Easy vegan chocolate espresso granola clusters
So I'm really not much of a breakfast person in the week. I'm generally terrible with incorporating "the most important meal of the day" into my weekday diet like everyone keeps banging on about. I'm just never that hungry first thing in the morning so end up just saving myself for a big-boy lunch instead. I suppose being forced to wake up by an alarm clock isn't the most appetite stimulating trigger but here we are. Does anybody else feel the same way? Anyway, I'll tell you one thing I do love when I have breakfast; granola. That shit is delicious and you know what else is delicious? A nice roasty coffee, so I've made my own version incorporating the two because why the fuck not? Oh and to make things even sexier, I've only gone and made them into clusters, because clustered cereal trumps normal cereal every, damn, time. Here's how to make easy vegan chocolate espresso granola clusters.
400g of rolled oats
200g of vegan friendly dark chocolate, chopped
50g of coconut oil
200g of maple syrup
50g of agave nectar
100g of mixed nuts (cashew, brazil, peanut, walnut, almond)

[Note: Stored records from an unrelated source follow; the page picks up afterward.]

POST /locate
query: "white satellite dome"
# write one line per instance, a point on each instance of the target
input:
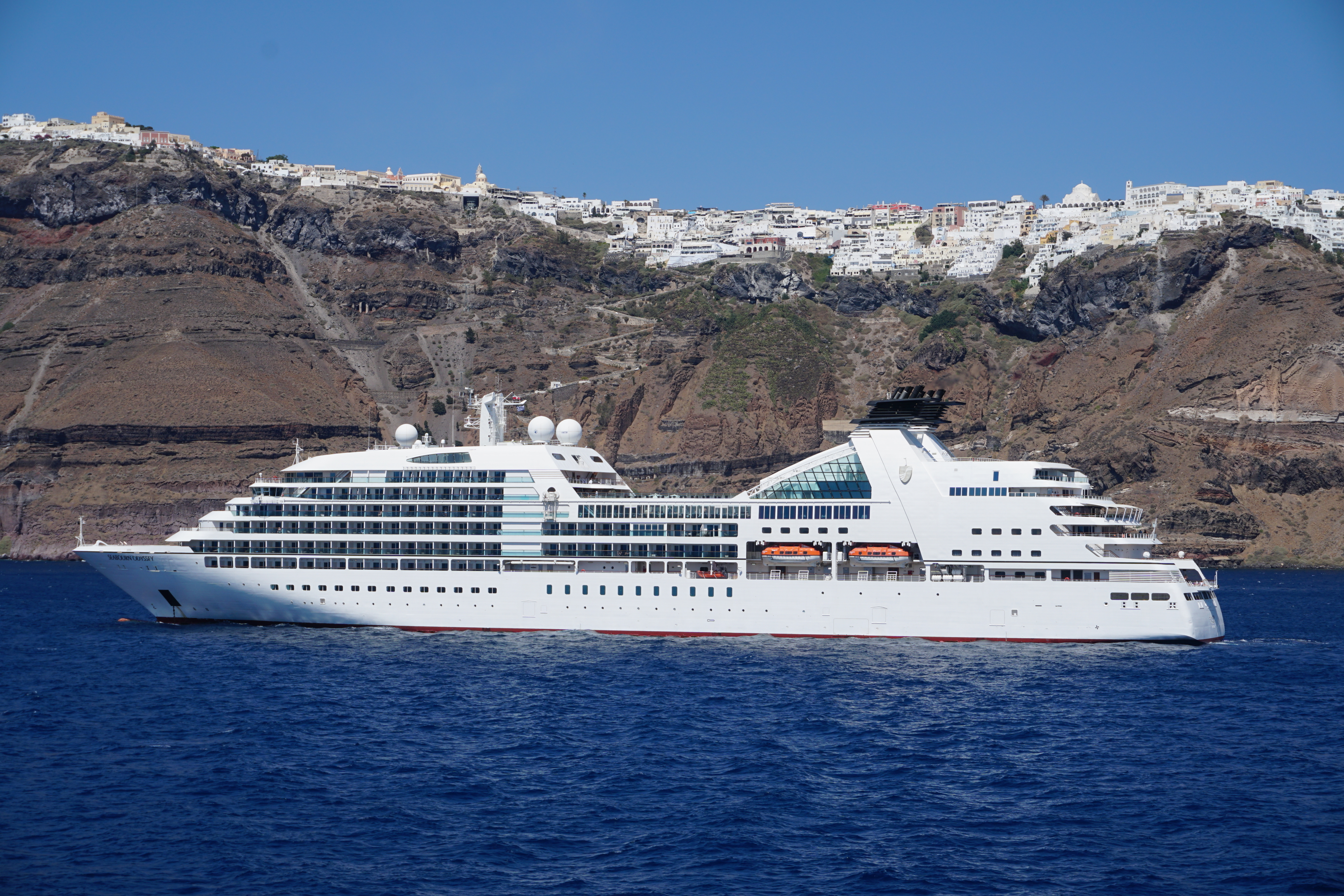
(569, 432)
(541, 429)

3 tablespoons of cocoa powder
1 tablespoon of espresso powder
50g of mixed seeds
50g of goji berries
1.) Pre-heat the oven to 160 degrees celsius.
2.) In a mixing bowl add the oats, cocoa powder, espresso powder, mixed nuts, mixed seeds and goji berries and mix together thoroughly.
3.) In a saucepan add the coconut oil, maple syrup and agave nectar and cook on a low heat for three minutes stirring consistently. After three minutes add the wet mixture to the dry mixture and mix together well ensuring all the oats have been coated.
4.) Line a baking tray with greased parchment paper and empty the granola mixture onto the tray spreading out evenly. Bake for 25 minutes at 160 degrees celsius.
5.) Remove from the oven and let cool for 15 minutes. Once cool, break the granola into clusters and add the chopped dark chocolate to the mix and store in an air-tight glass jar.